2. Consider the plus-or-minus amounts you calculated for your length measurements. If you are using the meterstick correctly to make valid measurements then the only estimated digit should be in the hundredths place. Therefore, if you are using the meterstick correctly your plus-or-minus amounts should all be between ±0.01 and ±0.09. Are your plus-or-minus amounts in this range? Why or why not?
3. Compare the plus-or-minus amounts for your volume calculation with the plus-or-minus amounts of your length measurements. Which is more precise? How does combining measurements in a calculation affect precision?
4. Which of the graduated cylinders could distinguish the smallest differences between two measurements? In other words, which one had its estimated digit furthest past the decimal for measurements of milliliters?
5. Which of the graduated cylinders had the largest value for the certain digits and the estimated digit?
6. Is it theoretically possible to make a valid measurement—with only one estimated digit—which could distinguish between a volume of 55.42 mL and 55.43 mL? Why or why not?
7. What digits are certain and which digit is estimated when using the three-beam-balance?

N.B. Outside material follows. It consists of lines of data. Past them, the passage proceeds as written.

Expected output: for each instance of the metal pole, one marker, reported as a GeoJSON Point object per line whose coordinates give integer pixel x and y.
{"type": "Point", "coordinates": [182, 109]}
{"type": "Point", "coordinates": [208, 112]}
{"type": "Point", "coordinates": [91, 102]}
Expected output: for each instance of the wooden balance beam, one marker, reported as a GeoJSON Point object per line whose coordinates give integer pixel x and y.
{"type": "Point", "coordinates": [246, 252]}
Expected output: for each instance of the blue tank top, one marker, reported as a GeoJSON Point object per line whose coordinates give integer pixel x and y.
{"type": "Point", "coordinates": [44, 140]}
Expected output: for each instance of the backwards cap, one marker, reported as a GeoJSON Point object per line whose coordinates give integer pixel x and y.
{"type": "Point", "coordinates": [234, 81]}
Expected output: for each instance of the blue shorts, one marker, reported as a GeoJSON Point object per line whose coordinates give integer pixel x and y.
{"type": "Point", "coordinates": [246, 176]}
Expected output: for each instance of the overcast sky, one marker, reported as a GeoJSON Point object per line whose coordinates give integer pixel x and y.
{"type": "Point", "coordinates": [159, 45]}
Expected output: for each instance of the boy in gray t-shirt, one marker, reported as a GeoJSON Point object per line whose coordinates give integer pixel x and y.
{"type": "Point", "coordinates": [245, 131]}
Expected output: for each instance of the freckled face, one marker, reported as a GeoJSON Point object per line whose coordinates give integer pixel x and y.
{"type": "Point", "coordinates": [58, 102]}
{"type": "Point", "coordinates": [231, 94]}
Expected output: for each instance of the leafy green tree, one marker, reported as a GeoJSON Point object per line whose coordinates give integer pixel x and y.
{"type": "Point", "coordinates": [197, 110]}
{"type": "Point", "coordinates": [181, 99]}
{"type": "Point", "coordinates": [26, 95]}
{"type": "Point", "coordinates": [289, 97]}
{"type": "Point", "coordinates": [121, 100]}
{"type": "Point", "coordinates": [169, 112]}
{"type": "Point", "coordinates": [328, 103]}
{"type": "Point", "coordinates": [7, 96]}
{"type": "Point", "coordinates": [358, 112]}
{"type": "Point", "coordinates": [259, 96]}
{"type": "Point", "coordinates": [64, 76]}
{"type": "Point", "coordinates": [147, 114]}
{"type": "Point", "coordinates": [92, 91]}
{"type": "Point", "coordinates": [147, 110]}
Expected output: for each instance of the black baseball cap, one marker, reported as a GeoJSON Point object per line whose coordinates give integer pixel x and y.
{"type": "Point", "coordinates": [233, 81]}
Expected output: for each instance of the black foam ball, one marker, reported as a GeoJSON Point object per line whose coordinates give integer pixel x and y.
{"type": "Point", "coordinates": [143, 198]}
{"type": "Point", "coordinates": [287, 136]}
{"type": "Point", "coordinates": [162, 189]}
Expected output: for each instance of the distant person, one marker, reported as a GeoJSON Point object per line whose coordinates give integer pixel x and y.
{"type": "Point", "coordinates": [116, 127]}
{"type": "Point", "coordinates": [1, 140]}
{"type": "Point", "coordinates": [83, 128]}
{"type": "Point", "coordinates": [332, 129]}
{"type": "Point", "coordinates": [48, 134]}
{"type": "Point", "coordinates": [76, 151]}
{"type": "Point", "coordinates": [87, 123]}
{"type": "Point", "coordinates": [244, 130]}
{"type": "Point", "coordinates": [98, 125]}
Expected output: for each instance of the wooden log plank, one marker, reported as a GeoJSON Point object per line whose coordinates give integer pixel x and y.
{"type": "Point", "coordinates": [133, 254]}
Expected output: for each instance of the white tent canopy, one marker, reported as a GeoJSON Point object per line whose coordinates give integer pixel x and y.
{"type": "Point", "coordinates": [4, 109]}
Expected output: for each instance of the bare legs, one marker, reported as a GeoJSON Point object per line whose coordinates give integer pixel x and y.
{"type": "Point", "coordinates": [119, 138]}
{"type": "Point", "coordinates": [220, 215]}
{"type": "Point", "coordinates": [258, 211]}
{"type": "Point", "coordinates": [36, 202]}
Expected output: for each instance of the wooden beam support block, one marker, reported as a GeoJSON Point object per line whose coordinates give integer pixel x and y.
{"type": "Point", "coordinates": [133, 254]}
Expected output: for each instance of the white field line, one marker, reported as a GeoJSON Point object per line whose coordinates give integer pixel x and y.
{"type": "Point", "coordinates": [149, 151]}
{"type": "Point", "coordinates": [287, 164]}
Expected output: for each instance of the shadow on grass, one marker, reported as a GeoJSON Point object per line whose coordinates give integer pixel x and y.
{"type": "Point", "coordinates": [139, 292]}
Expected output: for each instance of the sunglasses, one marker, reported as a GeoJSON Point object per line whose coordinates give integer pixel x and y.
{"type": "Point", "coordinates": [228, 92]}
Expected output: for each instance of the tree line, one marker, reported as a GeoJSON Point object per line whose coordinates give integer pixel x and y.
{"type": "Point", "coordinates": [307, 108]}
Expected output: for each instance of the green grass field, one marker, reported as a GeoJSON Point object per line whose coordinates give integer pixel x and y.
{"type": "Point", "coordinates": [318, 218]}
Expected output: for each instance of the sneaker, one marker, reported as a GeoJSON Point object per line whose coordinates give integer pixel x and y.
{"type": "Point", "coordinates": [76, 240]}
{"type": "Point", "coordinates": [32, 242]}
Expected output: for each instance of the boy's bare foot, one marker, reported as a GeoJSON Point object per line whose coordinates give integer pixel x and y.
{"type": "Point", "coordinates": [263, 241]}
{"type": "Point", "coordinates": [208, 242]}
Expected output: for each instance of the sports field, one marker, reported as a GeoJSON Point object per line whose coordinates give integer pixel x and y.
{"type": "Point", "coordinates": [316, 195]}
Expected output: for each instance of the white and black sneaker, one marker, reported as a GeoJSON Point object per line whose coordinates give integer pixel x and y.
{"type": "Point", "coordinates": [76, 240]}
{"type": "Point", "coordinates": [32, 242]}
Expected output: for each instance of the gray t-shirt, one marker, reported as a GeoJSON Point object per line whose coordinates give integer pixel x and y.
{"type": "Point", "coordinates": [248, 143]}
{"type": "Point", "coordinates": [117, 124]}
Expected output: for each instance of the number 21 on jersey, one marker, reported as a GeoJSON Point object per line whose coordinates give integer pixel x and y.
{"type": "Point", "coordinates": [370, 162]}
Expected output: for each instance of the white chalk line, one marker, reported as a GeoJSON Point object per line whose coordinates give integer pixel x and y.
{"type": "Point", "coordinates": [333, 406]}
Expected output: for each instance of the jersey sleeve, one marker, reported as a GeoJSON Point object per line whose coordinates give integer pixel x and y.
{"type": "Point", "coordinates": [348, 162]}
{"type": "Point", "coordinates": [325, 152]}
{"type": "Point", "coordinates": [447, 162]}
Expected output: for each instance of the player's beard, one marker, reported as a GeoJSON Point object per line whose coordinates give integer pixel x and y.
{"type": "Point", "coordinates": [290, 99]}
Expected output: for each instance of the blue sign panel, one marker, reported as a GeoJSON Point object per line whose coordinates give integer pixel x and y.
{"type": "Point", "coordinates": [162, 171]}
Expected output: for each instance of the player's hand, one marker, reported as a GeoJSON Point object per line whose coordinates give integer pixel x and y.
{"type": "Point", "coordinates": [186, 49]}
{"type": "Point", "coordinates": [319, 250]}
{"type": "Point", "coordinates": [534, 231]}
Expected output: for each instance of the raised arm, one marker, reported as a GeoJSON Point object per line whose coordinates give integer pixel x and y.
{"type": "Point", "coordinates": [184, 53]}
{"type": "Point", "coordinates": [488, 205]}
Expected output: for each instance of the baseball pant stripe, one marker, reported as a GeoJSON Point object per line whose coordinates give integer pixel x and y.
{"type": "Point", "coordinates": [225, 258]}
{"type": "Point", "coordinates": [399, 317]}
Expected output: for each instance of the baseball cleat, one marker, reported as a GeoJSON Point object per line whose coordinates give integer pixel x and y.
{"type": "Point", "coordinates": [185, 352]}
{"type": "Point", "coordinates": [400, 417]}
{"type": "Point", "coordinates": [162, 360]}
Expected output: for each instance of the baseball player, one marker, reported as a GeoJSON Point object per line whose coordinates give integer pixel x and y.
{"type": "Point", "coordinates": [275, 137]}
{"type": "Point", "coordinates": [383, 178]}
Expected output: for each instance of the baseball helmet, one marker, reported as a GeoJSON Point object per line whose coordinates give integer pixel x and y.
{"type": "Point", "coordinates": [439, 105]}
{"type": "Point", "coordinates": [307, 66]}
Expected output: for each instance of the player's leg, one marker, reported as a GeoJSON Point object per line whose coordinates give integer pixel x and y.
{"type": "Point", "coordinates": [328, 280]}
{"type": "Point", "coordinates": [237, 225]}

8. Even if all the members of your group used the balance exactly correctly you would not all agree about all the digits of a measurement. Explain why not. Also, what digit or digits would you expect would be the only one(s) to vary if everyone uses the balance correctly?
9. If you look at the data collected by your group do your measurements agree for all of the certain digits? Since the variation in measurements ought to only be in the uncertain digit what should you do if you had a larger amount of variation?

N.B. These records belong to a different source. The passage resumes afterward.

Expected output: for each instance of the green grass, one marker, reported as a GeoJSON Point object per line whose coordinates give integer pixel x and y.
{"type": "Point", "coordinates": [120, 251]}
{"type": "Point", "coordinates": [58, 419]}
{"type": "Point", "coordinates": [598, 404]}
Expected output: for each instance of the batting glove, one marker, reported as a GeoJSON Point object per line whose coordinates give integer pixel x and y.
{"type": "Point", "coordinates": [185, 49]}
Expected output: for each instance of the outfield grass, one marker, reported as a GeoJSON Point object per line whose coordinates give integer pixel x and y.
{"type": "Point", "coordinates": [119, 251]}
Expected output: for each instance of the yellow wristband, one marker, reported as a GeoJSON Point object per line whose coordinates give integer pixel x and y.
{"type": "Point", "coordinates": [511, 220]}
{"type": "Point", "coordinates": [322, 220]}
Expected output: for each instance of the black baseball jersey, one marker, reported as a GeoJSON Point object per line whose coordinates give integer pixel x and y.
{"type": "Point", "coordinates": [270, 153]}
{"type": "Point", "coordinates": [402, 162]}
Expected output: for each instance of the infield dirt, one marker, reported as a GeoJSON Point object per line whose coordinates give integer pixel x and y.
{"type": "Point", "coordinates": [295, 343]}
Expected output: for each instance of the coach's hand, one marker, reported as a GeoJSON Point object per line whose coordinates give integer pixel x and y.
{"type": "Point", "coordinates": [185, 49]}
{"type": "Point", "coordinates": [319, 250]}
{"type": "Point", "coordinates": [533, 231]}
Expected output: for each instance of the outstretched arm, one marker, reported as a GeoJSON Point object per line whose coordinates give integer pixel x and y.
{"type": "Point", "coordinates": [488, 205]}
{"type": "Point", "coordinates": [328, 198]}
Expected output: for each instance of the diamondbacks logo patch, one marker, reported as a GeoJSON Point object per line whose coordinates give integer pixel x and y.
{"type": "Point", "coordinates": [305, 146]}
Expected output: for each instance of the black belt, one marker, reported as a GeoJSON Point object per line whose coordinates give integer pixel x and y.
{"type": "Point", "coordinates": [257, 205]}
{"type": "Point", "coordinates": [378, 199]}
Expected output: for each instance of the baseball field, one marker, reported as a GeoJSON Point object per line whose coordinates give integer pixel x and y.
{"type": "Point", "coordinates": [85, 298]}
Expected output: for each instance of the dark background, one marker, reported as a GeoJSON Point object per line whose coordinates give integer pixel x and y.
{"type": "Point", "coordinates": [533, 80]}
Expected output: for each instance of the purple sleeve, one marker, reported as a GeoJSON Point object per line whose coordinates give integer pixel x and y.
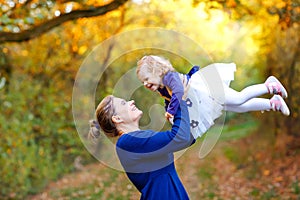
{"type": "Point", "coordinates": [173, 82]}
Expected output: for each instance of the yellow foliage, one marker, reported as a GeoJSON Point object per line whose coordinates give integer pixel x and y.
{"type": "Point", "coordinates": [82, 49]}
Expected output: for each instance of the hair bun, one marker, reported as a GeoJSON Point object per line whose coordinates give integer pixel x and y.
{"type": "Point", "coordinates": [94, 132]}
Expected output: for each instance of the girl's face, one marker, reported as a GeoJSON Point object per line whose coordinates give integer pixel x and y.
{"type": "Point", "coordinates": [151, 81]}
{"type": "Point", "coordinates": [126, 110]}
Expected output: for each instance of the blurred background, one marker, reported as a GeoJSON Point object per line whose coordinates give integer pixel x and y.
{"type": "Point", "coordinates": [43, 44]}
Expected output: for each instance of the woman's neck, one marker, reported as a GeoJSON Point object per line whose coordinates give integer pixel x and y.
{"type": "Point", "coordinates": [127, 128]}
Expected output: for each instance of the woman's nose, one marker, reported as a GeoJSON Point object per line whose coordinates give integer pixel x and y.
{"type": "Point", "coordinates": [131, 102]}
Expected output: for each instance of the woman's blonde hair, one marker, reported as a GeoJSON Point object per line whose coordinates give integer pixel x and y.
{"type": "Point", "coordinates": [153, 64]}
{"type": "Point", "coordinates": [104, 114]}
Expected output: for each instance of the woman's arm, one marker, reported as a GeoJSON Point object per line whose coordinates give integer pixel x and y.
{"type": "Point", "coordinates": [156, 143]}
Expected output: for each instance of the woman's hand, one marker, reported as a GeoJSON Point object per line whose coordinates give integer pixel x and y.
{"type": "Point", "coordinates": [168, 116]}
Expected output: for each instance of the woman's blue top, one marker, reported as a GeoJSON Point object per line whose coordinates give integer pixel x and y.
{"type": "Point", "coordinates": [147, 157]}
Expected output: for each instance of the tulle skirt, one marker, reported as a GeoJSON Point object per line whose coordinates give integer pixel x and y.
{"type": "Point", "coordinates": [206, 95]}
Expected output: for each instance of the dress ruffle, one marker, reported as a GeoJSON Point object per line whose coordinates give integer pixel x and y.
{"type": "Point", "coordinates": [206, 95]}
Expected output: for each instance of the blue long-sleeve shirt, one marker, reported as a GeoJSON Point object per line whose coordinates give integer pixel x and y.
{"type": "Point", "coordinates": [173, 89]}
{"type": "Point", "coordinates": [147, 157]}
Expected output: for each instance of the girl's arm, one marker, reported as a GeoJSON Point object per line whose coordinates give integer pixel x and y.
{"type": "Point", "coordinates": [173, 81]}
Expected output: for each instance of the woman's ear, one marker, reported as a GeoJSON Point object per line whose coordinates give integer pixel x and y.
{"type": "Point", "coordinates": [116, 119]}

10. How many certain and how many estimated digits should be in every valid measurement?
11. Which measurement has higher precision: 4 cm or 4.05 cm? Explain how you know. Draw a ruler that could be used to make each of these measurements in a valid way. What makes the rulers different from one another?
12. Consider the following set of data:
456.324 cm2, 455.995 cm2, 456.198 cm2, 455.884 cm2
Calculate the average, range, plus-or-minus amount, and percent error. Report the result showing the correct number of significant figures with the ± amount.
13. What do you use to find out the amount of variation in your measurements? How can the plus-or-minus amount be used to round off your average to the correct number of significant figures?
14. What is human error? Give three examples.
15. What is systematic error? Give two examples.
16. What is random error? Describe a method you can use to measure the amount of random error in your data collection.
17. The percent error in a measurement is calculated by dividing the plus-or-minus amount by the average measurement and multiplying by 100%. You have already calculated the percent error for all of the measurements in this lab. For each one evaluate whether you had excellent, good or poor precision. Excellent precision is 1% or less. Good precision is between 1% and 3%. Poor precision is when the result is greater than 3%. Choose one measurement and explain how you managed to have excellent precision. Choose another and explain why the precision was poor.